Guardò poi fuori la finestra, prendendo ad osservare la neve che aveva ricominciato a cadere placidamente dal cielo non troppo nuvoloso. Si distrasse per un secondo, annullando i propri pensieri di fronte alla grandezza della natura. L’alba dopo la notte, la neve che cade dal cielo, le persone che cambiano e crescono, la nascita di un bambino…
Fu in quel momento che il pianto di un neonato spezzò con violenza il silenzio che si era creato dentro di lui.

La porta si aprì dopo qualche minuto, rivelando un Benjamin dal viso pallido-verdognolo e un enorme sorriso stampato sulle labbra.

« Vieni, Klaus » disse il ragazzo, prendendogli un polso e trascinandolo nella stanza da letto. « E’ meravigliosa, devi vederla. »
Klaus entrò a passo titubante, trovando Erzsébet Bridge al fianco di London, che era stesa tra le lenzuola con un fagotto tra le braccia. Quando alzò il viso, gli sorrise, e lui pensò che quello fosse il sorriso più bello che le avesse mai visto rivolgergli.
Si avvicinò lentamente, con lo stomaco in subbuglio e il cuore in gola, fino ad accostarsi accanto a London. Si sedette sul materasso, ancora incapace di guardare la bambina. La ragazza tornò invece ad osservarla con meraviglia, passandole una mano sulla piccola testa velata di capelli bianchi e sfiorandole il nasino con l’indice.

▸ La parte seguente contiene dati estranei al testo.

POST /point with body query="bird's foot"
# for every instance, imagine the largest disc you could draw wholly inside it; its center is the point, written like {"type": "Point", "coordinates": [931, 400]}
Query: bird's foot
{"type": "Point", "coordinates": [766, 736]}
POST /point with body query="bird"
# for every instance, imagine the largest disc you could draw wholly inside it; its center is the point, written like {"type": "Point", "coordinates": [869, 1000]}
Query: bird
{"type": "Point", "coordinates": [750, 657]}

Klaus si lasciò vincere dalla curiosità e sbirciò la figlia dei due gemelli, che intanto aveva smesso di piangere e osservava il mondo con gli occhietti verdi spalancati.
Si trovò a dare ragione a Ben; era meravigliosa, con la pelle chiara, le guance morbide e le manine che si protendevano verso il volto della madre.

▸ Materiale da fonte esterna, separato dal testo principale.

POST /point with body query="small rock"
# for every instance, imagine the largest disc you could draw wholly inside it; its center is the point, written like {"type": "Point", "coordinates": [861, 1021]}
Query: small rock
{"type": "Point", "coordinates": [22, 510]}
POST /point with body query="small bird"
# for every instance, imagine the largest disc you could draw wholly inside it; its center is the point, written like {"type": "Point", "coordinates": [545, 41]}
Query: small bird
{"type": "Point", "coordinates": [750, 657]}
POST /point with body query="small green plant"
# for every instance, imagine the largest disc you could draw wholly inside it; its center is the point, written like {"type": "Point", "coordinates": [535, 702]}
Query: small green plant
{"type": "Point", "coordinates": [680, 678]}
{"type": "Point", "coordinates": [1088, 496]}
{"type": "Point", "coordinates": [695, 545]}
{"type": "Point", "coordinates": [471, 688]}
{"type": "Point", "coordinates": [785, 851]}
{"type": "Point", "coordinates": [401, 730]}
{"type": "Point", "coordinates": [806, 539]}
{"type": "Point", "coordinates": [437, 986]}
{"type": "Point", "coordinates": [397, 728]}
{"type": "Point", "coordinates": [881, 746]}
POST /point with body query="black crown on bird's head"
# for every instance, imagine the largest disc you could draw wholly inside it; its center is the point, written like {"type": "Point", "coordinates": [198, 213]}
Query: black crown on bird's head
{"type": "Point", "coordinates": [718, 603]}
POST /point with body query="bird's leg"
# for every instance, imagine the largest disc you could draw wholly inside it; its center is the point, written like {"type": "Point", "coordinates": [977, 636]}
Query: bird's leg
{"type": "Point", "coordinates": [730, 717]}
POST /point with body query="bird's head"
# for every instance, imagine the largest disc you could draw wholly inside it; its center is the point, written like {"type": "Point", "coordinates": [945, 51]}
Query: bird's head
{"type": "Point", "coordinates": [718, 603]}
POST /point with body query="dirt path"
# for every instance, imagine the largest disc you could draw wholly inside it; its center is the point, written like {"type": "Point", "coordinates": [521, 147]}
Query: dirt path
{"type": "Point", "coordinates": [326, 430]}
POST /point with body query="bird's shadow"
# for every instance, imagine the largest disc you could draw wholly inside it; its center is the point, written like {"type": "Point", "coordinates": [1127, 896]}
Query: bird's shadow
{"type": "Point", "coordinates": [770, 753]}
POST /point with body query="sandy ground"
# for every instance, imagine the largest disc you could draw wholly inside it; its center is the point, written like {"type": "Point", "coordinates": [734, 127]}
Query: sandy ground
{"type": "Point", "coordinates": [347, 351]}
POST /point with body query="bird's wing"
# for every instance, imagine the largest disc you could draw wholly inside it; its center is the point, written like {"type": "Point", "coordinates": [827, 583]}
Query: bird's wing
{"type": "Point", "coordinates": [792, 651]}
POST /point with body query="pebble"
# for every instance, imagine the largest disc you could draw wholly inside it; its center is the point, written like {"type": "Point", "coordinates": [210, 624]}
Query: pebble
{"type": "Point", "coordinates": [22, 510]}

London guardò di sottecchi la reazione del marito, continuando a sorridere.

« Si chiama Klaudia » sussurrò, mentre stringeva la piccola a sé.
« Il femminile di Klaus? » domandò l’altro, stupito.
La ragazza annuì e fece cenno al fratello di sedersi accanto a loro. 
« L’abbiamo deciso insieme. »
Ben avvicinò una mano per accarezzare la bambina e quella gli afferrò prontamente un dito, suscitando una breve risata generale.
« Klaudia Wreisht » disse Erzsébet, tra sé e sé. « Non suona male. »
Klaus si accorse solo in quel momento di star tremando. Dopotutto, si ritrovò a pensare, non suonava male per davvero.